Combs likes the Humminbird’s amber and blue patterns, which he said allow him to see structure, fish, and shadows, too. Unlike Reehm, he makes constant adjustments to sensitivity, contrast, and sharpness throughout the day. “I think a lot of people want to know what you set yours on and forget about it,” he said. “But to get the most out of it, you have to pay attention and make small adjustments until you get to the point where you can tell something is a fish before you even catch it. That’s money. He said its range is typically 70 to 100 feet, and that he can use it in water as shallow as 2 feet deep. It doesn’t do well in thick vegetation, but when placed correctly, it’s deadly at finding grass edges.
Experiment with the settings
Finally, you should experiment with the settings to find out what works best for you, at the depths you fish and the conditions you face.
Reehm said that in his units, “the default is as good as you’ll find. The only thing I tweak is my range, because if you start tweaking other things then you have to constantly make adjustments. In water less than 15 feet deep, it will set its range to 120 to 140 feet. In water 6 to 15 feet deep, it will keep it at 100 feet. Between 15 and 20 will mix it. Prefer Lowrance’s grayscale palette for maximum visibility at maximum range.
set up for success
Both professionals also emphasized that for maximum clarity and accuracy, transducer placement and leveling is critical. Combs tried to place them on the jack plate to the side, but found they were easy to damage. Mounted along the centerline on the Humminbird mount, “if you hit a stump or something, it’ll slide to the side instead of going down the ‘V’ and that way you won’t hurt yourself.”
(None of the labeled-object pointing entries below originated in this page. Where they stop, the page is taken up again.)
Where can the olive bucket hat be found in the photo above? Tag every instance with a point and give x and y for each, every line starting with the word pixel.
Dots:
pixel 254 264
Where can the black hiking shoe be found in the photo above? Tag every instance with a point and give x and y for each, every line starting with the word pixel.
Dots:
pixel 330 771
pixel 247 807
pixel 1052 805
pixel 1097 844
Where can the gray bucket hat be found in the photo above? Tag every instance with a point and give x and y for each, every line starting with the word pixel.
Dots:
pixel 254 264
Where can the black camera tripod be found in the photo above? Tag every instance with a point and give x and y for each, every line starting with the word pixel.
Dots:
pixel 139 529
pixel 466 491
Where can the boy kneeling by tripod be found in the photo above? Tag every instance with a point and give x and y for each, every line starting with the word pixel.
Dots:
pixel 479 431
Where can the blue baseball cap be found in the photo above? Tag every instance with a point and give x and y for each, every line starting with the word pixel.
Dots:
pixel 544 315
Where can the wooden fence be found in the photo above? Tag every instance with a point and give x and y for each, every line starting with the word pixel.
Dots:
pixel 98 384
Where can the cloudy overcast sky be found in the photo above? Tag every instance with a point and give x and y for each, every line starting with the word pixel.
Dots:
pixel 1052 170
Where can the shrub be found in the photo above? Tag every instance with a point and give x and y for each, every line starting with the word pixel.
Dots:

Reehm added that “clean energy” is also critical to propagating proper pixels. “A lot of older boats use smaller gauge wire,” he said. “And that can be fine, but if you want to maximize image quality and get a really clear image, you need dedicated heavy-gauge cabling.” Some anglers now use a separate battery with heavy gauge wiring just for the electronics. Even if that’s not feasible given your budget or space limitations, make sure your cable is strong and sturdy enough.
Regardless of whether forward-looking sonar is ethical or fair in competition, or likely to be banned (hint: it won’t), the fact remains that the playing field has changed. Electronics that were top of the line a decade ago are now substantially less expensive and arguably more powerful. “Anyone can find a brush pile now,” Reehm said. “I’m trying to find the gallows off to the side, or the isolated scarecrow out there.”
That requires a lot of idling, covering not just acres but miles of water, finding little dots and understanding what they are. That brings you to the point of needing the “scalpel”.
“The old saying is that 90% of the fish are in 10% of the water,” Reehm concluded. “But when you really start to use your electronics properly, you realize it’s much less than 10%.”